Col. Bilbo went to New York and interested Mr. Samuel F. Tracy
of New York City, and some other moneyed men in the proposed
enterprise. A legislative charter was acquired in 1852 for the
Sewanee Mining Company, for the purpose of mining and selling
coal. The money was almost entirely raised in New York, and the
railroad commenced in 1853. In 1856 it was completed to what
was know as the Coal Bank, which is about two miles from Sewanee
on the road to Tracey City. Subsequently, the road was extended
to Tracy City and finished to that point in the fall of 1858.

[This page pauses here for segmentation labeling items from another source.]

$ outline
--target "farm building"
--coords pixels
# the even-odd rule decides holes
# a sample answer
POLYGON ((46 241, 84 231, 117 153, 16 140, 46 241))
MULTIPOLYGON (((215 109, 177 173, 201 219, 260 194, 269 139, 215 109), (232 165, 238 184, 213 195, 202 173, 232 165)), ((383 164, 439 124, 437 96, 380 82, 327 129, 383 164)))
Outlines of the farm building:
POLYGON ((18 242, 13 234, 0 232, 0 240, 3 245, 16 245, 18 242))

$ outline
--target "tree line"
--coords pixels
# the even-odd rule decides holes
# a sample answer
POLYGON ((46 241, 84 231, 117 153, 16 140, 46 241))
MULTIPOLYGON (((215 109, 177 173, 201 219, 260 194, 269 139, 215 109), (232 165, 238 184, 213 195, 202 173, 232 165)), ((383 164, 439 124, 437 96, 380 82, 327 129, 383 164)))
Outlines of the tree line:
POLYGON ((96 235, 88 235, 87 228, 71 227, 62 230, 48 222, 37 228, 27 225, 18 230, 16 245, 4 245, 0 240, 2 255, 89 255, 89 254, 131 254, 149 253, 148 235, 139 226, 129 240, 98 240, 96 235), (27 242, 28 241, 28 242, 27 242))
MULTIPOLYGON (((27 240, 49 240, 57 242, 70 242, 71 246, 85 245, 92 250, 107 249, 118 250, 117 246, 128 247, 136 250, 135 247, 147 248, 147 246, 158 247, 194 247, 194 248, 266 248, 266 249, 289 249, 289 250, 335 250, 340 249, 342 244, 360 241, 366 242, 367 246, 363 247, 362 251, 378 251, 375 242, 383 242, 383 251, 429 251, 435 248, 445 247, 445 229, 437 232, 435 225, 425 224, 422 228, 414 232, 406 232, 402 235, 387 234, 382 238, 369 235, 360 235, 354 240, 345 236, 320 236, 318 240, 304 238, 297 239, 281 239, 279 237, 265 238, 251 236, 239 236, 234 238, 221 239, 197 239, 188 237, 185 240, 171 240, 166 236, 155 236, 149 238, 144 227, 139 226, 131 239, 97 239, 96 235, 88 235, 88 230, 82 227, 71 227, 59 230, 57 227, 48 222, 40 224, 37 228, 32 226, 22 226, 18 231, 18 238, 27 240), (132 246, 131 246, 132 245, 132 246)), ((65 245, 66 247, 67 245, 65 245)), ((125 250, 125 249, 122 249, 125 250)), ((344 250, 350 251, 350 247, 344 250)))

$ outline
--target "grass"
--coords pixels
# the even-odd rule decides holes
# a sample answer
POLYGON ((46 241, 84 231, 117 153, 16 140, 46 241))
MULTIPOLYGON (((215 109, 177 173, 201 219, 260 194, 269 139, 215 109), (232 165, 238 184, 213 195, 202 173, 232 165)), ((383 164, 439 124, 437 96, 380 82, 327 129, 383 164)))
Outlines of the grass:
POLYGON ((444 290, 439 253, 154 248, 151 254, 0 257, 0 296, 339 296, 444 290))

Litigation ensued between the contractor and the owners of the
property which resulted in two sales of the entire property, one
under a judgment for the State Court of Tennessee and one under
a Federal Judgement in the United States Court. The Tennessee
creditors, headed by Col. B. F. McGhee of Winchester who was the
contractor, bought the property at Tennessee Court sale. One
C. A. Proctor, representing the New York creditors bought in the
property at the Federal Court sale. Soon after this the Civil
War came on and nothing was done with these conflicting claims
until the early spring of 1865, when I went to New York as the
representative of the Tennessee purchasers and made a settlement
and compromise with the New York purchasers, by which it was agreed
that the New York purchasers should take $220,000 of bonds on
the property and turn it over to the Tennessee purchasers.